1400948 – [RHEL7] [SAMBA-CTDB]IP failover with ctdb leads to smbd crash

Bug 1400948 - [RHEL7] [SAMBA-CTDB]IP failover with ctdb leads to smbd crash

Summary: [RHEL7] [SAMBA-CTDB]IP failover with ctdb leads to smbd crash

Keywords:
Status:	CLOSED ERRATA
Alias:	None
Product:	Red Hat Gluster Storage
Classification:	Red Hat Storage
Component:	samba
Sub Component:
Version:	rhgs-3.2
Hardware:	Unspecified
OS:	Unspecified
Priority:	unspecified
Severity:	unspecified
Target Milestone:	---
Target Release:	RHGS 3.2.0
Assignee:	Anoop C S
QA Contact:	Vivek Das
Docs Contact:
URL:
Whiteboard:
Depends On:
Blocks:	1351528 1406287
TreeView+	depends on / blocked

Reported:	2016-12-02 11:43 UTC by Vivek Das
Modified:	2017-03-23 05:20 UTC (History)
CC List:	9 users (show)
Fixed In Version:	samba-4.4.6-3.el7rhgs
Doc Type:	If docs needed, set a value
Doc Text:
Clone Of:
Clones:	1406287 (view as bug list)
Environment:
Last Closed:	2017-03-23 05:20:17 UTC
Embargoed:
Dependent Products:

Attachments	(Terms of Use)

Links
System	ID	Private	Priority	Status	Summary	Last Updated
Red Hat Product Errata	RHSA-2017:0495	0	normal	SHIPPED_LIVE	Moderate: Red Hat Gluster Storage 3.2.0 samba security, bug fixes and enhancement update	2017-03-23 09:18:26 UTC
Samba Project	12372	0	None	None	None	2016-12-06 06:57:50 UTC

Description Vivek Das 2016-12-02 11:43:34 UTC

Description of problem:
On a already established 4 node gluster cluster with samba ctdb setup. Mount the samba share using the public ip in windows client and start creating huge number of zero kb files (say 10000).

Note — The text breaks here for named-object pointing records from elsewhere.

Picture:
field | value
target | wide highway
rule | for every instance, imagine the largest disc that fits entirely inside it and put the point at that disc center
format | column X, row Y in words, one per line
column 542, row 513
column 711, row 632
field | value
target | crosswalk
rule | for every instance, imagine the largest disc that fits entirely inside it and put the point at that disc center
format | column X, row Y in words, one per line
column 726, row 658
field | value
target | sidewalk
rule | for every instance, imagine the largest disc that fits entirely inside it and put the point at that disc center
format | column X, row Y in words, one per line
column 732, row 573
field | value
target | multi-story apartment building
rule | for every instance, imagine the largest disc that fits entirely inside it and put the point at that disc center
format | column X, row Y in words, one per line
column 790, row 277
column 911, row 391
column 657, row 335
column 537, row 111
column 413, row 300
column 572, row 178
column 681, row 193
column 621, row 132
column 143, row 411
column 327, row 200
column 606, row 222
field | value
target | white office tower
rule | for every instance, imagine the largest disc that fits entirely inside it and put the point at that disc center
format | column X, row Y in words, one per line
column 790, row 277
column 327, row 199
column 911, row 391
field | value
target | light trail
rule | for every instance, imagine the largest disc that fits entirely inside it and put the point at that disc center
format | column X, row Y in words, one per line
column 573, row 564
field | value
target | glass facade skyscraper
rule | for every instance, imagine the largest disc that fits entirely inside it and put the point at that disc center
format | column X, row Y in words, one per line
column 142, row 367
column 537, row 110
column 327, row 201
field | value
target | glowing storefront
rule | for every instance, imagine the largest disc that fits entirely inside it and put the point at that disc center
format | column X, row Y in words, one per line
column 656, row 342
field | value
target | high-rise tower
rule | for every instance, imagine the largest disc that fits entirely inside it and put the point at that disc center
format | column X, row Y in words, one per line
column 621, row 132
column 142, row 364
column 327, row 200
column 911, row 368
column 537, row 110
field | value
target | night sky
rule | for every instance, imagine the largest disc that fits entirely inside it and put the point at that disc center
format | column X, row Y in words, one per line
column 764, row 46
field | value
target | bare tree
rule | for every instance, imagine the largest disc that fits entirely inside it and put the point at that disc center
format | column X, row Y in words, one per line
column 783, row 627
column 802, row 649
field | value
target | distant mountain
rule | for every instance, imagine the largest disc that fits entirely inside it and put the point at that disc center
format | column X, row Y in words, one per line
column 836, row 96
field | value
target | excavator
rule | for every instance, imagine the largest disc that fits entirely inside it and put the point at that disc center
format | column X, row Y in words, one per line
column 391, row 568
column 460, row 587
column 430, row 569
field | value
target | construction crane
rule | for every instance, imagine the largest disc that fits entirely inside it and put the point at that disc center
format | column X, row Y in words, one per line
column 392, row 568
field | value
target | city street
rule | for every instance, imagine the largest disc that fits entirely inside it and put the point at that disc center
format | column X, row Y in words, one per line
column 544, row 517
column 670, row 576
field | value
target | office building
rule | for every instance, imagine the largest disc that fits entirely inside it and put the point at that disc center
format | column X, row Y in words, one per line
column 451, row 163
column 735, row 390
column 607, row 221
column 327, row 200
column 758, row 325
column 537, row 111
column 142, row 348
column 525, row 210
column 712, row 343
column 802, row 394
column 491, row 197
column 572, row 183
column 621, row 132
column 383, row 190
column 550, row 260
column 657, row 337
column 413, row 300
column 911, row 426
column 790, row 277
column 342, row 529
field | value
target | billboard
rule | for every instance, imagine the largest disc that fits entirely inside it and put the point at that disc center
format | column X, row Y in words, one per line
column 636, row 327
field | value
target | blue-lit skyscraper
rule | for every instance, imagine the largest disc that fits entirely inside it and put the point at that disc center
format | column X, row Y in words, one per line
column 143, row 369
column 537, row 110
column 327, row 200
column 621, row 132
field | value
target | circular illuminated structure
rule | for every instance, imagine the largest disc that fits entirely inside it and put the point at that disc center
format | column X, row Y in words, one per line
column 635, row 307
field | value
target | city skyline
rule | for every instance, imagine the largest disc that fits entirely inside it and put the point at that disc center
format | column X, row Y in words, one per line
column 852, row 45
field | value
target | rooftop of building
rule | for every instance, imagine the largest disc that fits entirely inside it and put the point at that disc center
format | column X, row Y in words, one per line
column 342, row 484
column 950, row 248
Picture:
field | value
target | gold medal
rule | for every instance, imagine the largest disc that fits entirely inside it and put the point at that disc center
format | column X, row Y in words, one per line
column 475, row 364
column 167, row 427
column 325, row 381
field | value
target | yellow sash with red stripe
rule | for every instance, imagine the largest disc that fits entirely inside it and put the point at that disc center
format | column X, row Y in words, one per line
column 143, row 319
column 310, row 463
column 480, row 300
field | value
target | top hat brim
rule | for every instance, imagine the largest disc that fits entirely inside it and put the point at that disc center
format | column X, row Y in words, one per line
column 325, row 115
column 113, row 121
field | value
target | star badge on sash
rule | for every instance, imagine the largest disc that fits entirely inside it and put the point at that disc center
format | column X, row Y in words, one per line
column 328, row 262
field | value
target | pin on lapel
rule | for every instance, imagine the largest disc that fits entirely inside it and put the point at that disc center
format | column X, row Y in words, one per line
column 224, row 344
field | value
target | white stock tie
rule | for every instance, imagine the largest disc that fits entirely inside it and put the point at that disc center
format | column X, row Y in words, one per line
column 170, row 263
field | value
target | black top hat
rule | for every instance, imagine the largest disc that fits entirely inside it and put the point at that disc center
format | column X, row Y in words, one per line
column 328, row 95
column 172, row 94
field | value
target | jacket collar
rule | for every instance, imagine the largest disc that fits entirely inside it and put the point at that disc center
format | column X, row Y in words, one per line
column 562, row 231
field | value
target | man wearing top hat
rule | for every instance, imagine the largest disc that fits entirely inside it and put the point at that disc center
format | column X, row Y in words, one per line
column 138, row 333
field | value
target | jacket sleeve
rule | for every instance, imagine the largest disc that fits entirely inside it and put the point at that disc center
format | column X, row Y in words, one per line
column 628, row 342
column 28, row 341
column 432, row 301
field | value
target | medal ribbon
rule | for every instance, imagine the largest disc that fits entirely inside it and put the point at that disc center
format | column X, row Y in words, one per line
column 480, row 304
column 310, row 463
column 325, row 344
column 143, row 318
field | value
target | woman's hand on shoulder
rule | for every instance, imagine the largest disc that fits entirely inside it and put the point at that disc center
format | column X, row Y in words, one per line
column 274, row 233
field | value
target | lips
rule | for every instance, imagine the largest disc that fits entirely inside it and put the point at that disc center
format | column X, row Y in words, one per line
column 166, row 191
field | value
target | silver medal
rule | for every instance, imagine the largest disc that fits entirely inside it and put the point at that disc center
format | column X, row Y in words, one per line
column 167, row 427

On the server side stop ctdb one buy one in 3 out of 4 nodes (command : ctdb stop) and after the ip failover  when we do restart of ctdb one by one on those 3 nodes we are getting smbd core in /var/log/samba/core/smbd

Version-Release number of selected component (if applicable):
samba-client-4.4.6-2.el7rhgs.x86_64
glusterfs-3.8.4-6.el7rhgs.x86_64
Windows10

How reproducible:
Always

Steps to Reproduce:
1.On an available Four node ctdb samba setup
2.Mount the samba share using VIP in windows client
3.Start a script that creates around 10000 zero kb files
4.While the script in progress run command "ctdb stop" in 3 out of 4 nodes one by one. Stop in one wait for the ip failover, then go for the other.
5.Check the IO process which should be still running
6.Do a ctdb restart (service ctdb restart) in those 3 nodes one by one waiting for each individual state to be OK.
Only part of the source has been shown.